Sanatın büyülü sahnesinde parlayan yıldızlardan biri olan Demet Öz, kariyerinin perde arkasını aydınlatmak için Gazeteci Fırat Zurlu ile kıymetli bir sohbete katıldı.
Kendisi, İstanbul’un sıcak sokaklarında büyüdüğü, çocukluğunda aynaların karşısında hayatın rollerini canlandırdığı günlerden, bugünün başarılı oyuncusu olarak uzanan olağanüstü bir hikayenin sahibi. Bu röportajda, Demet Öz’ün içtenlikle paylaştığı anıları, kariyerinin parlak anlarını ve heyecan verici gelecekteki projelerini keşfetmek için sizleri sanatın büyülü dünyasına davet ediyoruz. Gözlerimizi, perde arkasındaki gerçek hikayelere çevirme vakti geldi.

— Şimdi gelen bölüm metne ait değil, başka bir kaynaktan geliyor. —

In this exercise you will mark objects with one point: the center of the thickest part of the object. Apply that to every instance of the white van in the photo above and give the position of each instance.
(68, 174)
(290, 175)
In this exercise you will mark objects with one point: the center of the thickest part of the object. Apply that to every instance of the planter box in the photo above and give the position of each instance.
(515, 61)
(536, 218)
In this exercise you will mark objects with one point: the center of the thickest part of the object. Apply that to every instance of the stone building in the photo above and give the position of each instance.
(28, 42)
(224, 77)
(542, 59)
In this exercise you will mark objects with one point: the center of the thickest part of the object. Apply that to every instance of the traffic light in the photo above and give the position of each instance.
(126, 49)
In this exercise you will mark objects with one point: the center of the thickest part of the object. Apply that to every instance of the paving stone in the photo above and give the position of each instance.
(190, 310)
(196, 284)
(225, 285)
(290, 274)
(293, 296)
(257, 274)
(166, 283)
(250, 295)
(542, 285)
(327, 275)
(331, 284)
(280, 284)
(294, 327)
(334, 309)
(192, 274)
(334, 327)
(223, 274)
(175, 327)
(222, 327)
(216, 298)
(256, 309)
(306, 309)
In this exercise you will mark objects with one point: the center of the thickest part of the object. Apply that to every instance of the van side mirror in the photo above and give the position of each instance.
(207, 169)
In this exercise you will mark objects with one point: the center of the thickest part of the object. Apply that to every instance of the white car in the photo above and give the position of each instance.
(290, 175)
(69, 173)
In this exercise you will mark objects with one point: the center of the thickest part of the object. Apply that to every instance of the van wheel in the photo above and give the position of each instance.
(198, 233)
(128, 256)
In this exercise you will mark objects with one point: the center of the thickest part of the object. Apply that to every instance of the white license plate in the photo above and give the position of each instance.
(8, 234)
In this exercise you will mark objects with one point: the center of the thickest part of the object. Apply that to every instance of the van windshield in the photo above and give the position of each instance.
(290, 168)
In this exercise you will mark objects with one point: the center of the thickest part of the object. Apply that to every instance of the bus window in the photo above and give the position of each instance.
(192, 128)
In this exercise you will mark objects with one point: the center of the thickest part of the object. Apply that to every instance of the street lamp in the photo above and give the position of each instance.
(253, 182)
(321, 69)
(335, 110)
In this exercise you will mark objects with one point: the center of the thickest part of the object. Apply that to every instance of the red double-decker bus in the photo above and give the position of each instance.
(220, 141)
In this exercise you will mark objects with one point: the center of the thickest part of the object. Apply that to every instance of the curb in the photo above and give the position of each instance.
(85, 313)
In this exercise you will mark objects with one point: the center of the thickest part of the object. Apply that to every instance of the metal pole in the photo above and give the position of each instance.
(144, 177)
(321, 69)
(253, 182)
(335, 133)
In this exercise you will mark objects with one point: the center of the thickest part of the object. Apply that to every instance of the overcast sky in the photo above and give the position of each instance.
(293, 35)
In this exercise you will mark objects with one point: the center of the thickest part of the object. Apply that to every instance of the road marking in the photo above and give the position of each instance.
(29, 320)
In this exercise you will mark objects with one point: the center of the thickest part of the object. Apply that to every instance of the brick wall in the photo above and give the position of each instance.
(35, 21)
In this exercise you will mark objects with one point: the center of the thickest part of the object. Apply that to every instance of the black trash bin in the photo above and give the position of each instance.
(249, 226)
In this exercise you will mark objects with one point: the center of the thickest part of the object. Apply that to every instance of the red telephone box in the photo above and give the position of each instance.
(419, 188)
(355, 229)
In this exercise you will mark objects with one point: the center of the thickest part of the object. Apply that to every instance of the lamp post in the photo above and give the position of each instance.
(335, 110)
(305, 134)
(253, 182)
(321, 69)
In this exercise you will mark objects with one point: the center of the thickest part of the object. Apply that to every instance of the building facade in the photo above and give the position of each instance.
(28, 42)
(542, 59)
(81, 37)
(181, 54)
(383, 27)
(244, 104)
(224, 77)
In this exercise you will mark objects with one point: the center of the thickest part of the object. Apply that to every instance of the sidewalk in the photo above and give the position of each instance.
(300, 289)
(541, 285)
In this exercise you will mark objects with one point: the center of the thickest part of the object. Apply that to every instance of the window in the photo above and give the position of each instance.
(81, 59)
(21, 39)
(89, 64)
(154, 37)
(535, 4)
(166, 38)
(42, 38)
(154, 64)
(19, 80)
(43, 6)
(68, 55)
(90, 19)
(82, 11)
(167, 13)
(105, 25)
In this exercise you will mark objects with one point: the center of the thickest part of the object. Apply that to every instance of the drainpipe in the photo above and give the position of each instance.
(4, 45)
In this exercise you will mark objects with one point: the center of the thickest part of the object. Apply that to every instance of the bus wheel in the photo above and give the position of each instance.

Röportaj davetimizi kabul ettiğiniz için öncelikle teşekkür ederiz. Sizle ilgili birçok soru hazırladım ancak öncelik olarak sizi tanıyabilir miyiz?
Tabii ki, öncelikle teşekkür ederim davetiniz için. Ben 1998 yılında İstanbul’da doğdum ve burada büyüdüm. Ailenin en küçüğüyüm ve sıcak, samimi bir mahallede büyüdüm. Genellikle günlerim kreşte veya bakıcıyla geçerdi çünkü annem ve babam sürekli çalışırlardı. Ancak boş zamanlarımızda mahalle arkadaşlarımla sokakta oynamak için buluşurduk. Bu çocukluk anıları, güvenli ve özgür bir ortamda büyümenin tadını çıkarmamı sağladı.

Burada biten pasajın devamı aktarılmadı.